GM, ‘Roger and Me’ Take Lumps on ‘Donahue’
FLINT, Mich. — Phil Donahue’s boisterous audience took turns blasting the General Motors Corp. and filmmaker Michael Moore on Monday as they talked about the documentary, “Roger and Me.”
About 2,000 people jammed Whiting Auditorium for a segment of Donahue’s nationally syndicated show that was devoted to Moore’s film.
The crowd included auto workers who accused GM of sending American jobs overseas and Flint boosters who said Moore’s movie made conditions in Flint look worse than they are.
“You showed the slummiest areas,” one woman told Moore.
“Roger and Me” purports to depict what happened to Flint when GM shut down factories in the community, idling 30,000 workers over several years.
In the film, Moore pursues GM Chairman Roger Smith to ask him to come to Flint to see what GM’s layoffs have done to the city.

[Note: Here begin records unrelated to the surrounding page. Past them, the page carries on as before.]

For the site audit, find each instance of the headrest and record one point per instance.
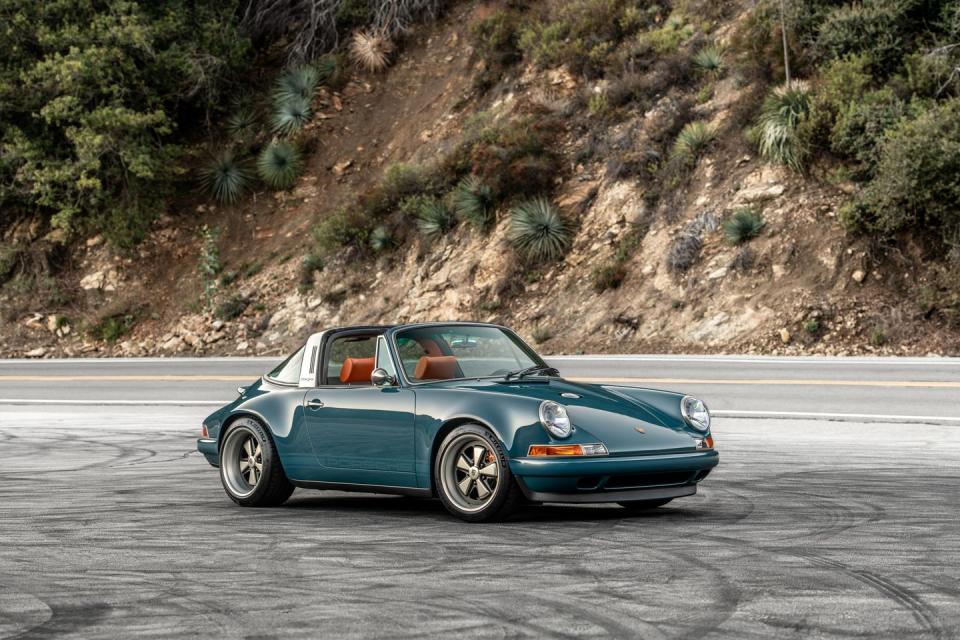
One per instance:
(436, 368)
(356, 370)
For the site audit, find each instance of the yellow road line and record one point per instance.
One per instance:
(635, 381)
(781, 382)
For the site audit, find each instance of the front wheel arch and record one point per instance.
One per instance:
(449, 426)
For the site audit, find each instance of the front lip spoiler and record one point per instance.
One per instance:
(626, 495)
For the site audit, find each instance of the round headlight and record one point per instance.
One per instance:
(695, 413)
(554, 417)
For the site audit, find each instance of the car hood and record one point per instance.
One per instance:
(628, 420)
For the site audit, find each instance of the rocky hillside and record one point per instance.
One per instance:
(674, 231)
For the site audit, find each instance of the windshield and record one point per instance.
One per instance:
(451, 352)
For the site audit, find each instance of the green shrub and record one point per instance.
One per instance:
(609, 276)
(231, 308)
(860, 127)
(777, 128)
(875, 28)
(435, 218)
(208, 262)
(473, 202)
(113, 327)
(93, 99)
(709, 59)
(917, 182)
(243, 122)
(345, 227)
(538, 230)
(496, 40)
(225, 177)
(291, 115)
(279, 165)
(692, 141)
(541, 334)
(743, 225)
(668, 37)
(381, 239)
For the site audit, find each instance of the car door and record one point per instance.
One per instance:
(360, 434)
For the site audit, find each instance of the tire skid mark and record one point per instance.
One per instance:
(923, 613)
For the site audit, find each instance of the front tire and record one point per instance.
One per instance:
(250, 467)
(472, 476)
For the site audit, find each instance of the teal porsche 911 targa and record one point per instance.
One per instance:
(464, 412)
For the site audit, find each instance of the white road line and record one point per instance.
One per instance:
(114, 403)
(873, 417)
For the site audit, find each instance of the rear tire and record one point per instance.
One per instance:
(250, 467)
(644, 505)
(472, 476)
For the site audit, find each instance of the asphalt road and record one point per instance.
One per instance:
(111, 525)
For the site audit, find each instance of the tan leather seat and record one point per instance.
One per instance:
(436, 368)
(356, 370)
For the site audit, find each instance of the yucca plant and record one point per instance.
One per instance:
(279, 165)
(381, 239)
(473, 202)
(299, 82)
(745, 223)
(538, 230)
(291, 115)
(693, 140)
(242, 123)
(782, 112)
(709, 59)
(225, 177)
(371, 50)
(435, 218)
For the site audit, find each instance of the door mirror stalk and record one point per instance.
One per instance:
(380, 378)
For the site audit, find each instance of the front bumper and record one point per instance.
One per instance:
(208, 447)
(612, 479)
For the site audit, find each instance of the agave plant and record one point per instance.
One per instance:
(381, 239)
(291, 115)
(709, 59)
(473, 201)
(279, 165)
(299, 82)
(435, 218)
(371, 50)
(225, 177)
(693, 140)
(782, 111)
(538, 231)
(744, 224)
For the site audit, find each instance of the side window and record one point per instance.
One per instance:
(288, 371)
(350, 360)
(384, 361)
(410, 352)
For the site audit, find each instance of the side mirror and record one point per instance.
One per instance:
(380, 378)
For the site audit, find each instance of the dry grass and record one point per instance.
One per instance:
(371, 50)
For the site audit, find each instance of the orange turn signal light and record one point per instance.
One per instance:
(555, 450)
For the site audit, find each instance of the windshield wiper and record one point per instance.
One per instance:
(519, 373)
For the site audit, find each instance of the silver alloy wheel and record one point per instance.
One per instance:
(470, 472)
(242, 461)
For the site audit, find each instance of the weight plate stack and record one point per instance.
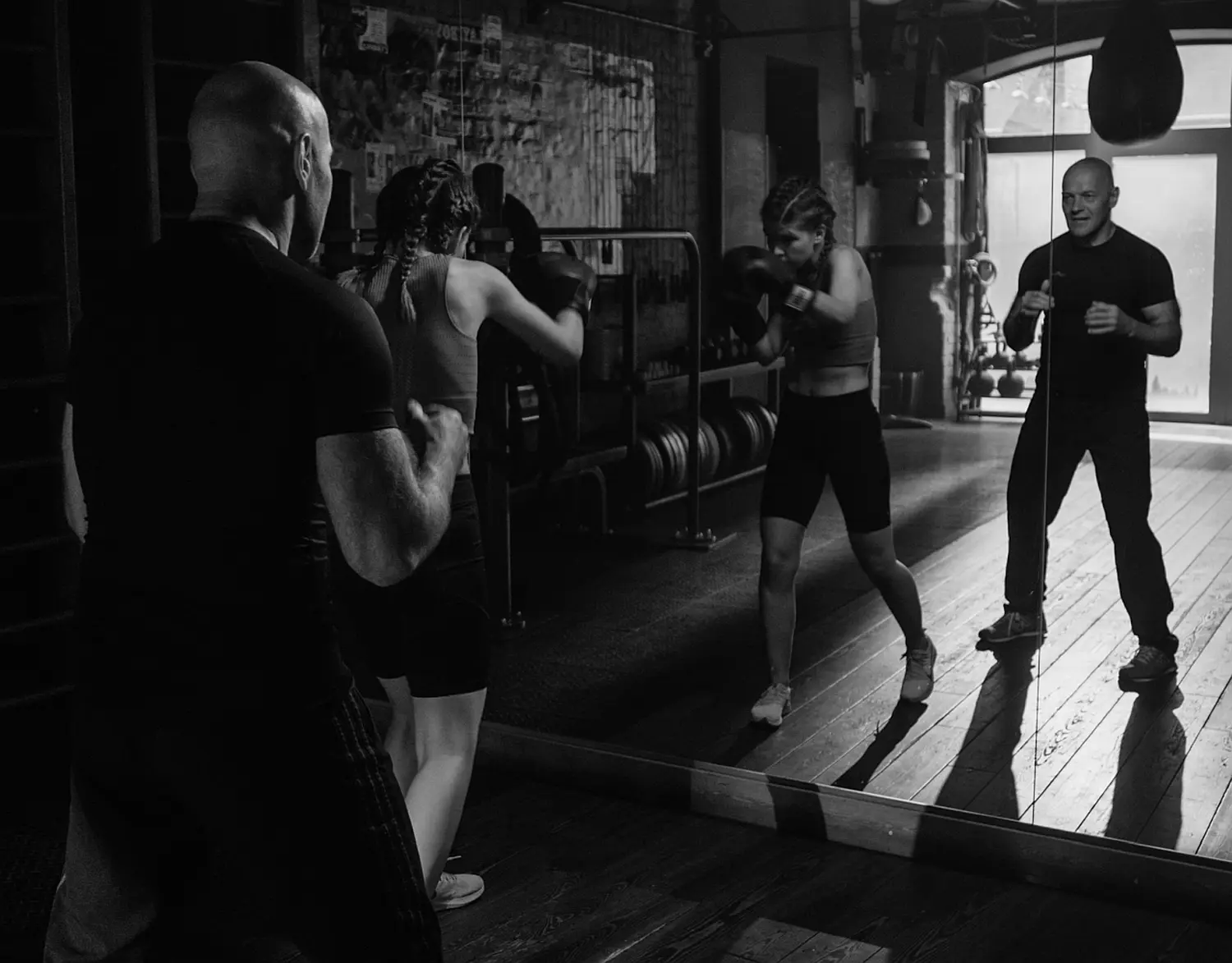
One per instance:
(678, 468)
(754, 429)
(765, 424)
(721, 425)
(734, 440)
(655, 431)
(646, 472)
(709, 452)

The documentary, made for $260,000 and released nationwide by Warner Brothers this month, has won several awards and is being touted as a possible Academy Award winner in the best documentary category. But Moore has come under fire by some film critics for misrepresenting some time sequences, such as the span during which layoffs occurred.
Moore, a Flint native, said the message of the movie was that “after 10 years of Reagan and Bush, it’s not morning in America for us. We’re all working harder for less.”
Donahue was scheduled to do a single one-hour show Monday but decided to tape a second show immediately after the first because many in the crowd had yet to be heard after showing up before dawn Monday for the 4 p.m. show.
Donahue said GM declined to send anybody to appear with Moore. The company also asked its dealers not to advertise during the Donahue show about the film, Donahue said.